Once you move past the repetition, the game does support a wide variety of Gundam mobile suits to build and collect parts for. On top of that, there are a handful of bosses to encounter in battle that are, to my knowledge, from the Gundam continuity. To spell it out, plain and simple, Dynasty Warriors: Gundam 2 is a title aimed for its fans, and its fans alone. If you are new to the Gundam universe, it’s highly advisable that you start in a different medium since the video game isn’t a wise choice to begin your journey.

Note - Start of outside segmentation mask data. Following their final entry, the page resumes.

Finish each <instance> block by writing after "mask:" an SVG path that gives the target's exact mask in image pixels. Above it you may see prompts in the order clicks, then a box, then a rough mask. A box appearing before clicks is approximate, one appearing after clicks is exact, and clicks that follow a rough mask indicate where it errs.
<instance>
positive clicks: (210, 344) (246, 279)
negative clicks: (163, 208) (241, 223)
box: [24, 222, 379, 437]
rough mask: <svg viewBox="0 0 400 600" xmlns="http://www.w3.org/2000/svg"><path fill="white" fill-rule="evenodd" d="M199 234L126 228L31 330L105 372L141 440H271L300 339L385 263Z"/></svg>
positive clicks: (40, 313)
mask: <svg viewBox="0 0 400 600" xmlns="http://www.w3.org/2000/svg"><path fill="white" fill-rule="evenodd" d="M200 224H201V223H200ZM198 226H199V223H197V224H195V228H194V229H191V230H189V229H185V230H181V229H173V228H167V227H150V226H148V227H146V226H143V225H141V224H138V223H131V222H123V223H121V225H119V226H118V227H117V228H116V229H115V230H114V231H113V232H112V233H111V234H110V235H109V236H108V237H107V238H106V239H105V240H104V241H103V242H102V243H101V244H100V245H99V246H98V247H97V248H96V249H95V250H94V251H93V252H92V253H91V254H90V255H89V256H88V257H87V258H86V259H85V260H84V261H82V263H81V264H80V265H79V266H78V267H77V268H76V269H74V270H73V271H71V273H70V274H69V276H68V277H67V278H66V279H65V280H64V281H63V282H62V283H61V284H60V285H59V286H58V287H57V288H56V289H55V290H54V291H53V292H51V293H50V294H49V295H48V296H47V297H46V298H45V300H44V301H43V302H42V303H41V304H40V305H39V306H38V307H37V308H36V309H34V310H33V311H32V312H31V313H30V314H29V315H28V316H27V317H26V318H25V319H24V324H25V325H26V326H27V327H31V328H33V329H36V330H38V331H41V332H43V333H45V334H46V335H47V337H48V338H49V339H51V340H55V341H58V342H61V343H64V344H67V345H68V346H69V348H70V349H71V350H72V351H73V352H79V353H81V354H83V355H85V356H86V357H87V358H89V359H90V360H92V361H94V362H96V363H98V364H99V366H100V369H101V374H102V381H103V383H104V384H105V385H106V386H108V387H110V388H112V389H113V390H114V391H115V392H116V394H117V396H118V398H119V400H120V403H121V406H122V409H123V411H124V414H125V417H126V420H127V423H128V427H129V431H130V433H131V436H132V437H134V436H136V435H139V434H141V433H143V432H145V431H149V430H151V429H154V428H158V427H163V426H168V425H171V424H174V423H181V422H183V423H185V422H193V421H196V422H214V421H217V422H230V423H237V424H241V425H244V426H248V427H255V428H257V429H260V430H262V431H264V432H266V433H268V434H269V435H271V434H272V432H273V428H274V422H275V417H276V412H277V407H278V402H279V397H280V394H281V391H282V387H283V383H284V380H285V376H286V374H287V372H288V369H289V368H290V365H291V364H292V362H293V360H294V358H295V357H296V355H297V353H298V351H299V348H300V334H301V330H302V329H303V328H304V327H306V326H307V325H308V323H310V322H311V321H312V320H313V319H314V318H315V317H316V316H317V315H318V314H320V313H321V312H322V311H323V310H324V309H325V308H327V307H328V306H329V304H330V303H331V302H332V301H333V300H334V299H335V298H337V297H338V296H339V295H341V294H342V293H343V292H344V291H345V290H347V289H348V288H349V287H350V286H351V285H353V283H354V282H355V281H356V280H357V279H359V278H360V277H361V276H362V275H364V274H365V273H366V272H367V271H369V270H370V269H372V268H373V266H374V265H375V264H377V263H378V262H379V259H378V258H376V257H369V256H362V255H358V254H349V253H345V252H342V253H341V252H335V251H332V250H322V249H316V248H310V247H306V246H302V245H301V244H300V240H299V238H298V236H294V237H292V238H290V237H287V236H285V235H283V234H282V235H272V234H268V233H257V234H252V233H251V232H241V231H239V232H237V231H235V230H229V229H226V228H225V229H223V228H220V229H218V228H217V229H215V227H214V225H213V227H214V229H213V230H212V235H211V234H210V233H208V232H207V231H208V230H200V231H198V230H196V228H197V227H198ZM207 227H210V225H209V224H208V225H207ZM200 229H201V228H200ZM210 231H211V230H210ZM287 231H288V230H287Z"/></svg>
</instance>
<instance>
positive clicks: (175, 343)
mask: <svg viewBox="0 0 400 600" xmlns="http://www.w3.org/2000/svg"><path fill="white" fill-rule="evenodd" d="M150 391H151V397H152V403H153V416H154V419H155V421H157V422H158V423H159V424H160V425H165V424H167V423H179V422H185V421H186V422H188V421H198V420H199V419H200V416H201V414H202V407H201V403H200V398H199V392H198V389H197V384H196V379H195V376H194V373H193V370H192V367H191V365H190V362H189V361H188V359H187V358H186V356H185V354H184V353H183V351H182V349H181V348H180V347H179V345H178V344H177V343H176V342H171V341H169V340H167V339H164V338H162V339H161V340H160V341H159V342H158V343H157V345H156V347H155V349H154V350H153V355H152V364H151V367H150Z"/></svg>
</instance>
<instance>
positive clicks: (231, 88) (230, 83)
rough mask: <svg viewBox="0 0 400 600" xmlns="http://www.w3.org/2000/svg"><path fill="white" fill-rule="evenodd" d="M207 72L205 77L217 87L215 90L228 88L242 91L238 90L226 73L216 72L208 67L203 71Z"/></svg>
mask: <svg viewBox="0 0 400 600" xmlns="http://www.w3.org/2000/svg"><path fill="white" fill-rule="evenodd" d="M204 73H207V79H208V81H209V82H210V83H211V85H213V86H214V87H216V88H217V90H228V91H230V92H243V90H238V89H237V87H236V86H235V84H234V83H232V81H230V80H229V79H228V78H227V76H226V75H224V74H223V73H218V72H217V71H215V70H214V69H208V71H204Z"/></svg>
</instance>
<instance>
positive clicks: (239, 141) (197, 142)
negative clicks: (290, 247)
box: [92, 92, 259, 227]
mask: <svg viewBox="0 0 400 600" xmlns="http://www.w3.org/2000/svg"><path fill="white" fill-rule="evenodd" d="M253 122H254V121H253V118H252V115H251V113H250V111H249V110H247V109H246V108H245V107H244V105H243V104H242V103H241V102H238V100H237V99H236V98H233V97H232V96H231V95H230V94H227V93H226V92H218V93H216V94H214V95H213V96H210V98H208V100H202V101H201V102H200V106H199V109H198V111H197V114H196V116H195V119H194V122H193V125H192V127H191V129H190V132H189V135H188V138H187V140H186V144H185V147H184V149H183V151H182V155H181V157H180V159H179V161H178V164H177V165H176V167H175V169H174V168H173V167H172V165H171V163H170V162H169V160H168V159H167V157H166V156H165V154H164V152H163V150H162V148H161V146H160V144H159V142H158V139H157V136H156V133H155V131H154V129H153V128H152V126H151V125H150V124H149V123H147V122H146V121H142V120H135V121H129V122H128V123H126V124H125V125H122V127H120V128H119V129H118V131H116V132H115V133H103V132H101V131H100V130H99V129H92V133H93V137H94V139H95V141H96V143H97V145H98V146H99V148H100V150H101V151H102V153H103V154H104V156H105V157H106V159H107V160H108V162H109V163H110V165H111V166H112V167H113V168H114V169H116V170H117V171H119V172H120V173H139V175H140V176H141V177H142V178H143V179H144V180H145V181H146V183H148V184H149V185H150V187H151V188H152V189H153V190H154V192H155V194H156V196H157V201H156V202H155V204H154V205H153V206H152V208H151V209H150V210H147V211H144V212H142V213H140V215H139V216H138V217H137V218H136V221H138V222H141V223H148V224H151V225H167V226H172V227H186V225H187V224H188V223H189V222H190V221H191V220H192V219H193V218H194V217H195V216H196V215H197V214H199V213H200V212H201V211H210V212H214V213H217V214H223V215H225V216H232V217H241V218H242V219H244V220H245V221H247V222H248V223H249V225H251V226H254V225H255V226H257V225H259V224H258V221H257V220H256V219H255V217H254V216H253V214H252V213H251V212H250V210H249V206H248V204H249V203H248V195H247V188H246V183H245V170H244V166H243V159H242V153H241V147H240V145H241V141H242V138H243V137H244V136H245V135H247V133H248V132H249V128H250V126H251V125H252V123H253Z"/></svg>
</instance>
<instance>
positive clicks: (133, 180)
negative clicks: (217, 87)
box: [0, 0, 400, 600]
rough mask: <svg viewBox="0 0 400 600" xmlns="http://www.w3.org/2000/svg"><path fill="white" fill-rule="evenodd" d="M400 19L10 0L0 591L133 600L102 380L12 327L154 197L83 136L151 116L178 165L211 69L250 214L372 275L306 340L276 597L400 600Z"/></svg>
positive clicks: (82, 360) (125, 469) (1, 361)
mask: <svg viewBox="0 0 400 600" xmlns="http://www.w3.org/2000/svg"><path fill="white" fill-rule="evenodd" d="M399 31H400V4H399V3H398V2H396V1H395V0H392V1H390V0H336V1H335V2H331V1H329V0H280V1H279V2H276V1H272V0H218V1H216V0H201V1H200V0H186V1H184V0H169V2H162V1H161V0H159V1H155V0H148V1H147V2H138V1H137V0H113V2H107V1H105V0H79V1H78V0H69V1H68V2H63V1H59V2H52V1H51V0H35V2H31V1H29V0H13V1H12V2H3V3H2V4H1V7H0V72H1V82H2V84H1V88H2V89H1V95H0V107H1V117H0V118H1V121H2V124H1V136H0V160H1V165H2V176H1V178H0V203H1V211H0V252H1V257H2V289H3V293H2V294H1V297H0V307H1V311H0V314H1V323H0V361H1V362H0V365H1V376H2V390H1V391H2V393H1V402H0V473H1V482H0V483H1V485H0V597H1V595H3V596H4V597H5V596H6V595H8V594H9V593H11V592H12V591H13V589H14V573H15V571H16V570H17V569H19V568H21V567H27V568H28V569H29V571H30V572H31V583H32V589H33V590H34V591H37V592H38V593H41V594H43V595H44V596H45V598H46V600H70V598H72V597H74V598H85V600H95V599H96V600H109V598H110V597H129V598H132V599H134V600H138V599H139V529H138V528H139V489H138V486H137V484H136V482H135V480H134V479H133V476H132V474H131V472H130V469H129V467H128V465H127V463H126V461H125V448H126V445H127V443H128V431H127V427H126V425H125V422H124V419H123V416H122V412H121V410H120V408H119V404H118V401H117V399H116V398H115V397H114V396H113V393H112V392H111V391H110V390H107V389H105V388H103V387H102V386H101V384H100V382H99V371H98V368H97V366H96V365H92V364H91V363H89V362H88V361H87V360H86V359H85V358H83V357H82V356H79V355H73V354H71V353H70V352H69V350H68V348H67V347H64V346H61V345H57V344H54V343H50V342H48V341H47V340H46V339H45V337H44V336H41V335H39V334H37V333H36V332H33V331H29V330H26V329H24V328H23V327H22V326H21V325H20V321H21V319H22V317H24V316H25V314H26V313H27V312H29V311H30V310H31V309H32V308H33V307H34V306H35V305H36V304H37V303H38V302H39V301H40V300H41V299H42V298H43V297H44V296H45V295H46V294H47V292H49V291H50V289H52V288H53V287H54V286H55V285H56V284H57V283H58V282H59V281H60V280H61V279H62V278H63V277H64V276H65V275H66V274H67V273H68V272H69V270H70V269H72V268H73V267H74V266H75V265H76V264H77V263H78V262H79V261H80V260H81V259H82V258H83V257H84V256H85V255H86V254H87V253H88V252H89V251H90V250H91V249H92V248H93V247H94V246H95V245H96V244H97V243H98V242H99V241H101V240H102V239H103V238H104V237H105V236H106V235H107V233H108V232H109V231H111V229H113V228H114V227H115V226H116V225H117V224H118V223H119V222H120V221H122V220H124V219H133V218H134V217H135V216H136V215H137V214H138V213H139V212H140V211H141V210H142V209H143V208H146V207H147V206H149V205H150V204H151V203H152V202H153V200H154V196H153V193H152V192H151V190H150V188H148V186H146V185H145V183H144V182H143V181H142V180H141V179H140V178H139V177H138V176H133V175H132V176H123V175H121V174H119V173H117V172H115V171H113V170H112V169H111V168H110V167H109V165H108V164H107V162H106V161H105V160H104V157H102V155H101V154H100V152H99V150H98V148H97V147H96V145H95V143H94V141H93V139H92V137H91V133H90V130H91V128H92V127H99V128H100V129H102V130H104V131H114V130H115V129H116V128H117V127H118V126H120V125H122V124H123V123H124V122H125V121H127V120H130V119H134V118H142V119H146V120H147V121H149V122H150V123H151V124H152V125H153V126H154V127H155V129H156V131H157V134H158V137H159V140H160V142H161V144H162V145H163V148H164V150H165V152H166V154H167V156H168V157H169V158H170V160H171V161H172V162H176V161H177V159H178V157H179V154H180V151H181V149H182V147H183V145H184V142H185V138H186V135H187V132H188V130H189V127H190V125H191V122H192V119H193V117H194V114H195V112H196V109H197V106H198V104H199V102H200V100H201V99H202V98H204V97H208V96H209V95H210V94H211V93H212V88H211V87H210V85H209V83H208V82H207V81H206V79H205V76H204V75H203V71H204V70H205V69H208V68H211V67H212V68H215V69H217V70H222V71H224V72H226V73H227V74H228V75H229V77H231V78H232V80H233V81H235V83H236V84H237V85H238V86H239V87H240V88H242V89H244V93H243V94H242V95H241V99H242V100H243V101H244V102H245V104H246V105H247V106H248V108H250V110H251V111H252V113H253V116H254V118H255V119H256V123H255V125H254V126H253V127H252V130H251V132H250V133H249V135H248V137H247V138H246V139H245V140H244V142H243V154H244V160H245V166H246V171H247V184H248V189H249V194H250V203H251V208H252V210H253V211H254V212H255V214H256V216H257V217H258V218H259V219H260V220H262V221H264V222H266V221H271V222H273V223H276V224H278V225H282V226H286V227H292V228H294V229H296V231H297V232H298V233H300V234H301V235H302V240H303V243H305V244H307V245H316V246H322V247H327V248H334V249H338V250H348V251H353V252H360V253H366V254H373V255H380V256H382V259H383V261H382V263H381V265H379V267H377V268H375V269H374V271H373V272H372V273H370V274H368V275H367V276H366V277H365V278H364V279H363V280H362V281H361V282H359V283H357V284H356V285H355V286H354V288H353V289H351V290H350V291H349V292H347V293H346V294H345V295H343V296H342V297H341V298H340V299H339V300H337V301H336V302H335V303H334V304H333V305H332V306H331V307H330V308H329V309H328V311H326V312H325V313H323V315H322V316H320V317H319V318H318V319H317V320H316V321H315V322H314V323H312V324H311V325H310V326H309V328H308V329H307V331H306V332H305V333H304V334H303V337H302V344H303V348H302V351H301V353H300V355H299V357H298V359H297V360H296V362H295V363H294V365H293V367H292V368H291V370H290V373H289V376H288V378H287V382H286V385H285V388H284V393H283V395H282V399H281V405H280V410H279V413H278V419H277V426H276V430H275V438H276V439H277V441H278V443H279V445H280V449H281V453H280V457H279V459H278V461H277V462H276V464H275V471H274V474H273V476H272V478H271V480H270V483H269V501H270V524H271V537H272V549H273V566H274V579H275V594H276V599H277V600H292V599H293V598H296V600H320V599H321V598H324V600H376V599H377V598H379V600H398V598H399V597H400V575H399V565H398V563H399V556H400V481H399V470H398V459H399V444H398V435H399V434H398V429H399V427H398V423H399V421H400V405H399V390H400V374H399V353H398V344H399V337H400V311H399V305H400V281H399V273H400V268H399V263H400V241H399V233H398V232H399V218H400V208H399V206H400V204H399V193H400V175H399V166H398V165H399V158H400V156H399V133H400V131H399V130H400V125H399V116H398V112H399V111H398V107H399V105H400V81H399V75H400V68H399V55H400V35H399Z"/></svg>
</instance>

For players that are just looking for action and don’t care about the storyline aspects, Dynasty Warriors: Gundam 2 isn’t going to wow anyone, but it should be a serviceable rental. There are offline and online multiplayer options that do their job well enough to keep players interested. The only problem with the multiplayer is that it’s similar to the single-player – the only difference is that you are forced to hack and slash enemies that are controlled by human opponents. So if you’re looking for more difficulty in your gameplay, and want to play with fans that enjoy Gundam also, then the online is the best starting point.
What else could be said about Dynasty Warriors: Gundam 2 that gamers can’t already figure out by the name and publisher behind the title? The formula is fairly simple, and KOEI rarely ever breaks tradition with the franchise, so there’s no reason why people would pick up Gundam 2 expecting to be amazed with glorious visuals or original gameplay. If you have the original, it’s not even worth upgrading to the sequel since the differences are diminutive.
Even with the faster moving robots – as opposed to the slow moving humans in traditional Dynasty Warriors titles – the series is in need of an overhaul.
If you’ve played the original then you know the Gundam series is much better in the technical department than other KOEI titles. The framerate is stable and the robots look and move great. With all of that considered, the visuals still don’t look “next-gen.”
Get ready to be bored by the American voice-casting.
Mixing and matching two popular franchises is still looked upon as a smart decision in my book.
If you’ve played the original or the single-player modes, you should know how the multiplayer plays out – just more hack-n-slashing to be done.
Dynasty Warriors: Gundam 2 should exclusively be played by its fans. Newcomers won’t appreciate the storyline or building the mechs as much as a fanatic would.